I have one publisher who is interested in my novel and has asked me to add more Middle East countries and terrorist factions and resubmit. He feels a book like this will be successful.
..."


I find that agent's response utterly baffling. What is he basing it on? More Hizbollah and Islamic Jihad and Al Aqsa brigade readers possibly reading the book if they feel included?


You wrote the book you wrote with the plot that worked. Putting in these other elements would change your conception of the book drastically I would have thought?


message 11: by Jason (new)

Jason | 14 comments I agree that current events greatly impacts a book's sales. In the DISTRICT COMICS: AN UNCONVENTIONAL HISTORY OF WASHINGTON DC anthology (which I contributed to) there was a story about the Obama inauguration that got some good play because of the election season. It was even reprinted in it's entirety in the Washington City Paper. And my contribution, which was about the 1867 Washington Nationals, also got some good play because of the 2012 Washington Nationals playoff run. But in both cases the key was to explicitly tie the correlation to the stories in the reader's heads. Also, I think it helps that both stories (and other stories in the book) focused on more unconventional tales - most people in DC didn't even realize that there was a team called the Nationals in 1867 and they certainly didn't realize the importance of that franchise to the future of baseball.

Our relentless pushing helped, too. Last week the book was named one of the top 20 books of 2012 by the Washington Post. Sales seemed to have responded.

I even released my short THE END OF STARS sort of in response to Hurricane Sandy. Although I wrote it before the hurricane hit, it is a fable about climate change aimed at kids. It was my most downloaded side-project so far, potentially because of that correlation.

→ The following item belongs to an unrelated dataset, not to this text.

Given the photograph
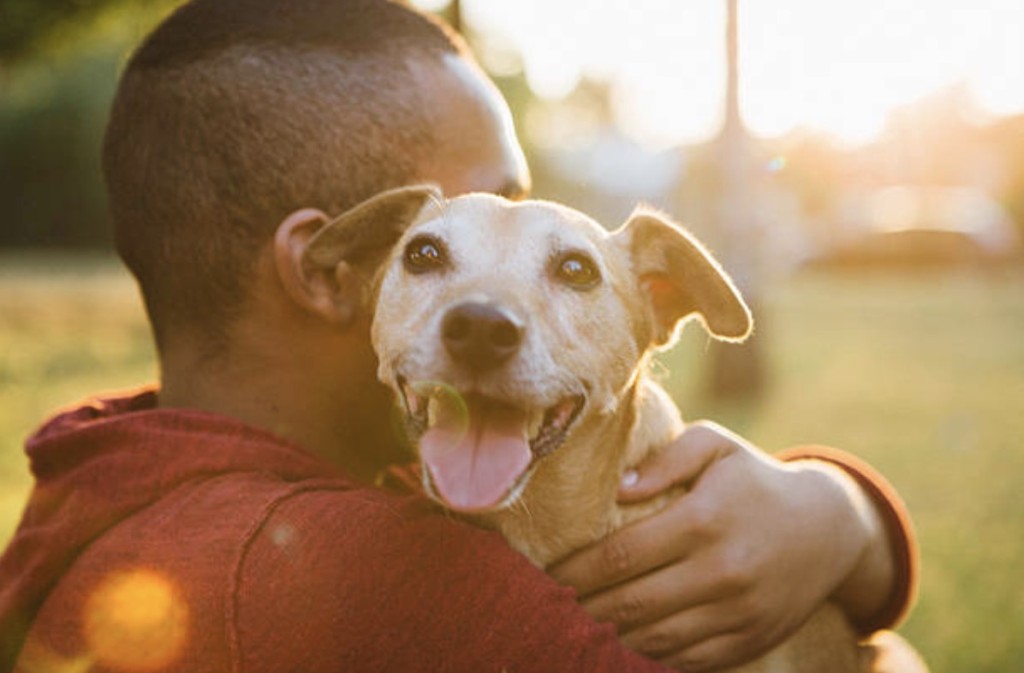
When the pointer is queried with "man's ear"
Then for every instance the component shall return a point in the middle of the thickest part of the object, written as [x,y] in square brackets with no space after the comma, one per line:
[681,280]
[326,264]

But looking back at it, I don't think it helps to necessarily release something in response to a current event all the time. It could be seen as exploitative. It's all in how you handle it. If my book was about how climate change is a joke, it probably wouldn't have sold as well. If I changed it from the sky falling to an actual hurricane, I imagine it would have been viewed as a bit tacky.

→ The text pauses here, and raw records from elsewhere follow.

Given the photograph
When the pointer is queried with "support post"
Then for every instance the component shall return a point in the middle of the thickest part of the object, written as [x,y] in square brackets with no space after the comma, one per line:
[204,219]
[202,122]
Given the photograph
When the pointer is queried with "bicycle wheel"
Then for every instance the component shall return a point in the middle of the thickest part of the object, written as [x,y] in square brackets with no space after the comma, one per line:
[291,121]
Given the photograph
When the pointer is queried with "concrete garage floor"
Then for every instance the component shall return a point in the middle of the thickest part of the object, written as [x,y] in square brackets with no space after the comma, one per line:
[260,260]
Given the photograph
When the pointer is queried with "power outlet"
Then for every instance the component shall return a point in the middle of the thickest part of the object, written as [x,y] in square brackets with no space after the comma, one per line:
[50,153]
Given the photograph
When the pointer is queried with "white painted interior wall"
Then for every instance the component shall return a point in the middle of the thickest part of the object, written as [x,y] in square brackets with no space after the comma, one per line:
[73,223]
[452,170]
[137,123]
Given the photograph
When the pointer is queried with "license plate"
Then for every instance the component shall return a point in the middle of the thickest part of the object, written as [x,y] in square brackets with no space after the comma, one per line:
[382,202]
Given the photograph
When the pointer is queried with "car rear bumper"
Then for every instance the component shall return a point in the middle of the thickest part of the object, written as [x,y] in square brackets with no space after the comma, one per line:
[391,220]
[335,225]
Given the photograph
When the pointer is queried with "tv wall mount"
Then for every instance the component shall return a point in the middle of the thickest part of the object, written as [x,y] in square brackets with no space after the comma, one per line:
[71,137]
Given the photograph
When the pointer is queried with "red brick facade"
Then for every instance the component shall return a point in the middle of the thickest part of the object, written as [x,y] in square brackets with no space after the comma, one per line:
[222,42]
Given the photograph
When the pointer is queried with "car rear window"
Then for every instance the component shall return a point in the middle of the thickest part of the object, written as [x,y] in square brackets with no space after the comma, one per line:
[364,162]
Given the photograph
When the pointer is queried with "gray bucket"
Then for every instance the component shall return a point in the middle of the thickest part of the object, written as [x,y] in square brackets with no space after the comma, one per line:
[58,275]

There's a balance in all things.


message 12: by Dex (new)

Dex Kerma (dexkerma) | 16 comments I think being influenced by Zeitgeist type current events maybe beneficial when your fleshing out a new story. I'm just not sure I would alter any well laid out plans to fit in current events. The other issue is that most currents can often be very short lived.

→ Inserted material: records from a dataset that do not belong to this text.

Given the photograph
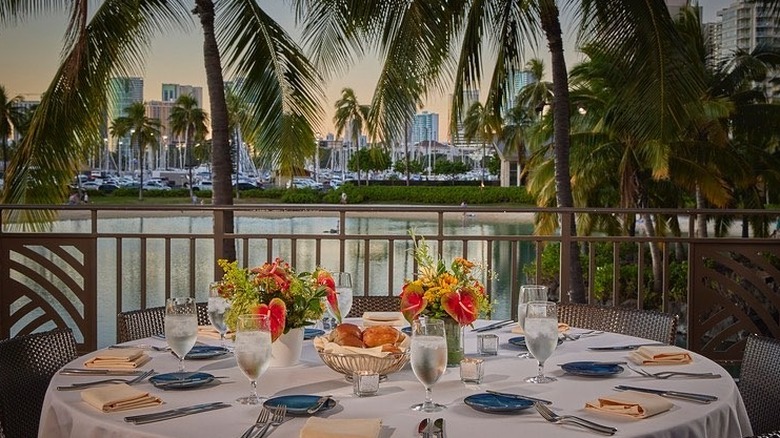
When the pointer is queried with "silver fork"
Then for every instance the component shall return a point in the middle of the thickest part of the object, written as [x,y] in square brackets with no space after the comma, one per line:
[278,418]
[262,420]
[668,374]
[552,417]
[82,385]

message 13: by Sherri (new)

Sherri Moorer (sherrithewriter) | 172 comments If a publisher is interested then I say go with it. Current events is kind of a hit and miss thing but if you've caught someone's interest then play that card for all it's worth!


message 14: by A.J. (new)

A.J. Davidson | 10 comments My most recent book, Moon on the Bayou, featured a shoot out with the Vesta drug cartel in Nuevo Laredo after a body was snatched from a crime scene. A couple of months later, fiction turned to reality and the body of a notorious Vesta leader was taken from the morgue after he had died in a shoot out.


message 15: by A.J. (new)

A.J. Davidson | 10 comments Taylor,
I didn't have a strategy in place for that particular turn of events, but it has helped to focus attention on the book. For some reason, the Australian market has been the most receptive. It will be interesting to see what the holiday season brings.